Trailing In Polls, California Gubernatorial Candidate Offers Scholarships, Gift Cards

California Republican gubernatorial candidate Neel Kashkari speaks during a Bloomberg West Television interview in San Franci
California Republican gubernatorial candidate Neel Kashkari speaks during a Bloomberg West Television interview in San Francisco, California, U.S., on Friday, Feb. 28, 2014. Kashkari, former head of the U.S. Treasury's bank bailout program, discussed his decision to run for governor in California and his strategy to stimulate manufacturing and employment in the state. Photographer: David Paul Morris/Bloomberg via Getty Images

By Sharon Bernstein

SACRAMENTO, Calif., Oct 7 (Reuters) - Trailing in the polls and getting little media coverage, California's Republican candidate for governor handed out $40,000 in scholarships on Tuesday, just two weeks after offering gift cards to attendees at a campaign event.

Neel Kashkari, a former U.S. Treasury official who is challenging popular Democratic Governor Jerry Brown in the lopsidedly Democratic state, is offering the incentives as his campaign trails Brown's by double digits in the weeks before November's election.

"Candidates spend money to reach the voters and get support and that's what he's doing," said Jessica Levinson, a professor at Loyola Law School in Los Angeles. "It's just more in your face than what we typically see."

On Tuesday, Kashkari awarded scholarships in the amounts of $25,000, $10,000 and $5,0000 to students who competed to make campaign videos for him.

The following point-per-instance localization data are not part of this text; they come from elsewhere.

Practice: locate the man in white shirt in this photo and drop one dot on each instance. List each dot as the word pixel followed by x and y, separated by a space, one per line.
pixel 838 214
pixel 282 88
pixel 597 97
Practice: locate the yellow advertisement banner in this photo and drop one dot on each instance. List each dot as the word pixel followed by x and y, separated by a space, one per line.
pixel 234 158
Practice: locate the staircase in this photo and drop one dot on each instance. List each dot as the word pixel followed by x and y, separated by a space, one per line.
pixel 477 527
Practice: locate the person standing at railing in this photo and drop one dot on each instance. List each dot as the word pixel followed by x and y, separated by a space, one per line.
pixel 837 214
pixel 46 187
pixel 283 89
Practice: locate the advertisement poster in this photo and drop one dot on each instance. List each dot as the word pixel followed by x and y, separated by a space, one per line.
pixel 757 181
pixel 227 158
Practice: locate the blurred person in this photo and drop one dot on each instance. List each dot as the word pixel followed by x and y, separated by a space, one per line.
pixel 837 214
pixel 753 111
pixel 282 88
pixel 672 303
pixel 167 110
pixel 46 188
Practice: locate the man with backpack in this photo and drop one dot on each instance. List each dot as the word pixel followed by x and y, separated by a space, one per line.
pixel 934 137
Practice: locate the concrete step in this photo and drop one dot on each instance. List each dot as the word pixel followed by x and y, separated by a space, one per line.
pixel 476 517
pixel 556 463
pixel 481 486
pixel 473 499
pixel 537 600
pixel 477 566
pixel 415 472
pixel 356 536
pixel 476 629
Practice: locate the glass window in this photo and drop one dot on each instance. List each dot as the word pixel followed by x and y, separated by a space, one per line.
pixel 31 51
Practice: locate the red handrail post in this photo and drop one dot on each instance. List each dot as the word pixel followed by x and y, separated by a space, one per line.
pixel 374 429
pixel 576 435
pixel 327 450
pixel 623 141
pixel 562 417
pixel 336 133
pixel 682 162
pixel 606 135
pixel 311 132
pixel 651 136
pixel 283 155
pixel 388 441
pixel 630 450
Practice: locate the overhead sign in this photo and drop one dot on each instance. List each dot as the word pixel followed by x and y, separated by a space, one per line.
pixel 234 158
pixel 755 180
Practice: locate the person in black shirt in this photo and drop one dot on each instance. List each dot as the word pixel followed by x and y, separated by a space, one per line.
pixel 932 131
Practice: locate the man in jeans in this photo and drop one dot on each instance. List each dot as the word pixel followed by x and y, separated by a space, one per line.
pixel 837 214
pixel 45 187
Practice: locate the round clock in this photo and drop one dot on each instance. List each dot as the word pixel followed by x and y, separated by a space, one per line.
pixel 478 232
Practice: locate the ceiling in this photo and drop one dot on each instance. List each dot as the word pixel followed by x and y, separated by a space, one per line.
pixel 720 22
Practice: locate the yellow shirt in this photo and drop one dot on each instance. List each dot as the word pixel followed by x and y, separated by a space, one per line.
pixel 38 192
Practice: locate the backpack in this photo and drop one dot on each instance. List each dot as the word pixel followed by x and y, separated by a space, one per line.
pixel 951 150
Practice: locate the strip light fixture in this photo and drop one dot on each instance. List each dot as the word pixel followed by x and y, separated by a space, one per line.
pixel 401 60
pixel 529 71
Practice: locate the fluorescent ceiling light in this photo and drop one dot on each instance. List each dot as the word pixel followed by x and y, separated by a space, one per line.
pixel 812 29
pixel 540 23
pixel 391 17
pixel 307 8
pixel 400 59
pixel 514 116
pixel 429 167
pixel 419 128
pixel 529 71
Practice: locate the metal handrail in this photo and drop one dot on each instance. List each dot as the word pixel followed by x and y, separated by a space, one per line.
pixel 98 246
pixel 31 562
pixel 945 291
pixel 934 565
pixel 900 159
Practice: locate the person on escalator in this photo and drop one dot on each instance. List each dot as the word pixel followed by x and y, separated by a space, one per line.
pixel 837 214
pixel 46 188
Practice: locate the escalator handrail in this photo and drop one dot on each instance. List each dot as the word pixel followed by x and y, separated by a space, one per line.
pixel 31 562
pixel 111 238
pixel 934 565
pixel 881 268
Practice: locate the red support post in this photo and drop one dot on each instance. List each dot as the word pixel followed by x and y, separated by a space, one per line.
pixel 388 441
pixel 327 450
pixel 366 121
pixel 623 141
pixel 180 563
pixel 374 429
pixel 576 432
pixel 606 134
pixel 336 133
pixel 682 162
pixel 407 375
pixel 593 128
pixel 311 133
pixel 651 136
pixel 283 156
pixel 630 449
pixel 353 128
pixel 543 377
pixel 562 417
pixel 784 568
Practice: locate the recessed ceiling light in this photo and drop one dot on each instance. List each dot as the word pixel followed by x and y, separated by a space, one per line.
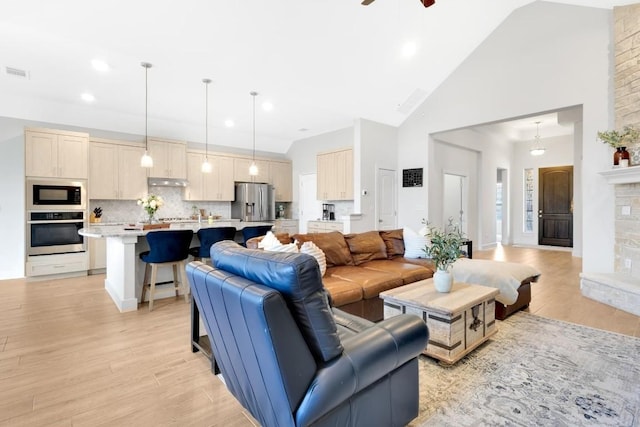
pixel 409 49
pixel 100 65
pixel 87 97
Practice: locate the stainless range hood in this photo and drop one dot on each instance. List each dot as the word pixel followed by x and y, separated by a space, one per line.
pixel 167 182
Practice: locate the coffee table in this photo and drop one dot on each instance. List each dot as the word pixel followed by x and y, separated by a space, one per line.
pixel 458 321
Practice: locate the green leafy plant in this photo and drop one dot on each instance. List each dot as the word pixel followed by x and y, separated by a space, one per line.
pixel 629 135
pixel 444 248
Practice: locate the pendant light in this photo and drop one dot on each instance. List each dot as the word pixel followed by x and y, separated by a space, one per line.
pixel 537 149
pixel 206 166
pixel 146 161
pixel 253 169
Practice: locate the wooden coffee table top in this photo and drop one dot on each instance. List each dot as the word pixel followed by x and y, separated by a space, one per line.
pixel 423 294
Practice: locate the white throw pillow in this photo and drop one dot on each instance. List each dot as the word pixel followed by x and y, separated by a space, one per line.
pixel 290 247
pixel 414 243
pixel 268 241
pixel 312 249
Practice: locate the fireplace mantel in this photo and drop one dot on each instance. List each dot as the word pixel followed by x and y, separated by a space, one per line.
pixel 630 175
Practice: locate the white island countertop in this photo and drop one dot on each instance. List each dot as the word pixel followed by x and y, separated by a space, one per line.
pixel 125 270
pixel 100 230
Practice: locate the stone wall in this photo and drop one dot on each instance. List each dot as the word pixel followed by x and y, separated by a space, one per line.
pixel 627 112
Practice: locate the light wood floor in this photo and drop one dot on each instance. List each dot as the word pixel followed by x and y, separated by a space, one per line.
pixel 69 358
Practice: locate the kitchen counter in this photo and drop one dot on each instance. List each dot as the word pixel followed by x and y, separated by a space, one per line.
pixel 125 270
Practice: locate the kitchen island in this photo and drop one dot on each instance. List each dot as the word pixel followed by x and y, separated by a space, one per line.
pixel 125 270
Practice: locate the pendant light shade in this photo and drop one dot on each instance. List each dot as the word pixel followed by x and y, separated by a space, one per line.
pixel 206 166
pixel 253 169
pixel 146 161
pixel 537 149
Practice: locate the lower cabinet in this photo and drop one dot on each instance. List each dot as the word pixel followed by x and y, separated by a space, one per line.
pixel 45 265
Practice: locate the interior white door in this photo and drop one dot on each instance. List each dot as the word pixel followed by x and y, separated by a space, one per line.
pixel 310 208
pixel 386 210
pixel 455 200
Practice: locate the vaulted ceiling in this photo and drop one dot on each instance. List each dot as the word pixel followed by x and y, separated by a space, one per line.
pixel 321 64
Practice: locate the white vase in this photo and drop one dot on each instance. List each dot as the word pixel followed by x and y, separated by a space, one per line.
pixel 442 280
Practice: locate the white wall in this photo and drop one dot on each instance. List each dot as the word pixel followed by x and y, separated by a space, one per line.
pixel 559 152
pixel 374 148
pixel 12 203
pixel 522 68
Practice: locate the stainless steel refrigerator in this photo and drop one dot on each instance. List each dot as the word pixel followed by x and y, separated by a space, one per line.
pixel 254 202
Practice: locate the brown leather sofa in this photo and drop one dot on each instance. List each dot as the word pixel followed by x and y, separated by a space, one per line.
pixel 361 265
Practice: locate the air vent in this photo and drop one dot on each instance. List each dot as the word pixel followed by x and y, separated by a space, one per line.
pixel 16 72
pixel 412 101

Last month, he gave gas station gift cards at a campaign rally against Brown's proposal to build high-speed rail in California. The first 100 people to come and smash a toy train in symbolic opposition to the project received cards worth $25.

"There's a science and economics behind contests and prizes," Kashkari said. "It incentivizes people. ... We were just trying to bring that to a campaign."

Experts said the incentives did not likely violate California election law, which forbids paying people to vote but does not address rewarding them for campaigning.

"It's a way to get publicity, but it doesn't violate any law that I know of," said Bob Stern, president of the Center for Government Studies in Los Angeles. "He can't buy TV ads and he can't buy radio ads because he doesn't have the resources - so he has to get free publicity."

But Brown's campaign said the efforts don't pass the smell test.

"If it's not illegal, it certainly has a foul odor to it," said spokesman Dan Newman. "It's a sort of a wink and a nod approach to the law where you don't cross the line but you get a lot of chalk on your feet."

Kashkari, who oversaw the federal government's Troubled Asset Relief Program (TARP) bank bailout after the 2008 financial crisis, trailed Brown by 16 percentage points in a recent Field Poll.